Tandis que leur situation légale se modifiait radicalement, les progrès de l’instruction, le développement du gouvernement démocratique, l’application du suffrage universel et l’importance politique qu’il confère aux classes laborieuses, l’expansion même de l’enseignement littéraire, qui encombre les carrières bureaucratiques et administratives en diminuant le recrutement du travail manuel, tout à la fois concourait à relever la condition des ouvriers, condition morale et physique, et à adoucir leur sort. Certes, l’amélioration acquise est loin de répondre aux vœux du philanthrope. Il suffit d’ouvrir les yeux pour constater les misères qui subsistent. La plaie du paupérisme est saignante par bien des points et la surface brillante de notre civilisation recouvre de profondes, et lamentables souffrances. Les malheureux, et, suivant le mot de Macaulay, « les barbares du XIXe siècle, » fils de l’ignorance et du dénûment, sont encore un trop grand nombre. Souhaitons que toutes les forces vives de la société s’unissent pour réagir contre un état de choses qui, s’il se prolongeait indéfiniment, et surtout s’il s’aggravait, serait un outrage à la raison et au progrès humain. Mais nous sommes loin de croire que, d’une façon générale, le mal se soit aggravé. Au contraire, il s’atténue.
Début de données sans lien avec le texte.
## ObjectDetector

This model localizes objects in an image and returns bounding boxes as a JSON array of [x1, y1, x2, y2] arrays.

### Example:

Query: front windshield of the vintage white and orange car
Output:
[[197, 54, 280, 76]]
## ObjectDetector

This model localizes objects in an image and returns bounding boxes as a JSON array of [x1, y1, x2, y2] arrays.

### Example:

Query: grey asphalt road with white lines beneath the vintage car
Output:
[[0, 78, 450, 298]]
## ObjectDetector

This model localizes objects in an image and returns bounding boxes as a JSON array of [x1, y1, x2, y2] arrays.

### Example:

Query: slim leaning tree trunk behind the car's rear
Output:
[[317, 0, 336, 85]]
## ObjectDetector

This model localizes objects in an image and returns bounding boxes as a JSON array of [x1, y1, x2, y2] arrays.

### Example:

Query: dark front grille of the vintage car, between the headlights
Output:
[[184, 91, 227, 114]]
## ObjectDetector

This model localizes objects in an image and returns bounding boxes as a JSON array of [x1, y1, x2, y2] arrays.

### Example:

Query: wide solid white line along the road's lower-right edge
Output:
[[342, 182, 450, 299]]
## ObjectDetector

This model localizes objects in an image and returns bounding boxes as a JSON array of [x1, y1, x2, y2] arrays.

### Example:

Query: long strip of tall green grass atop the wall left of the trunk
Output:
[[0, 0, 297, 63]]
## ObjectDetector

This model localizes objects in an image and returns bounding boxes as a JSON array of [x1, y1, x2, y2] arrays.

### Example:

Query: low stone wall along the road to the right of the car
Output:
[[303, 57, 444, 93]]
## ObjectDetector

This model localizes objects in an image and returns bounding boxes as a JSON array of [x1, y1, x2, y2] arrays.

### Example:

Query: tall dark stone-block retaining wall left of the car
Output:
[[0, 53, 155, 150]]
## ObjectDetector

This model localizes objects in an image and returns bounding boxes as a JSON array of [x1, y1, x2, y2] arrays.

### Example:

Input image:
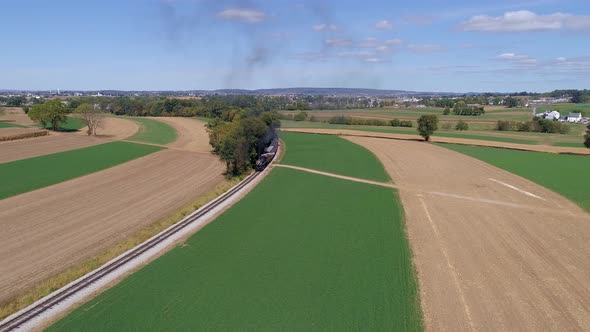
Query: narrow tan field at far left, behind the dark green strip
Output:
[[0, 118, 139, 163]]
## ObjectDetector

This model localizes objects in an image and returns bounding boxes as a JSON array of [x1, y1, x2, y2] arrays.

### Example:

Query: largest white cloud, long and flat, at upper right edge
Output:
[[461, 10, 590, 32]]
Quel que soit l’abîme de douleurs qui reste à combler, il s’est certainement produit dans la condition des classes vivant de salaires un soulagement relatif plus ou moins grand, suivant les milieux et les régions, mais réel et constant, et qui, en tout cas, dément l’affirmation des socialistes que le paupérisme va toujours croissant, qui contredit même cette allégation singulièrement inexacte de Stuart Mill, que « le progrès des machines n’a pas allégé d’une heure le temps de peine d’aucun être humain, » qui est en désaccord aussi avec la thèse soutenue par d’ardens détracteurs du régime inauguré par Turgot, thèse d’après laquelle le soi-disant libéralisme économique n’aurait abouti qu’au « règne de la force » et à l’écrasement des travailleurs[1]. L’ouvrier d’aujourd’hui, agricole aussi bien que manufacturier, est mieux nourri,

  1. Voir Laveleye, le Socialisme contemporain, le chapitre sur les Socialistes catholiques, et la revue l’Association catholique, passim.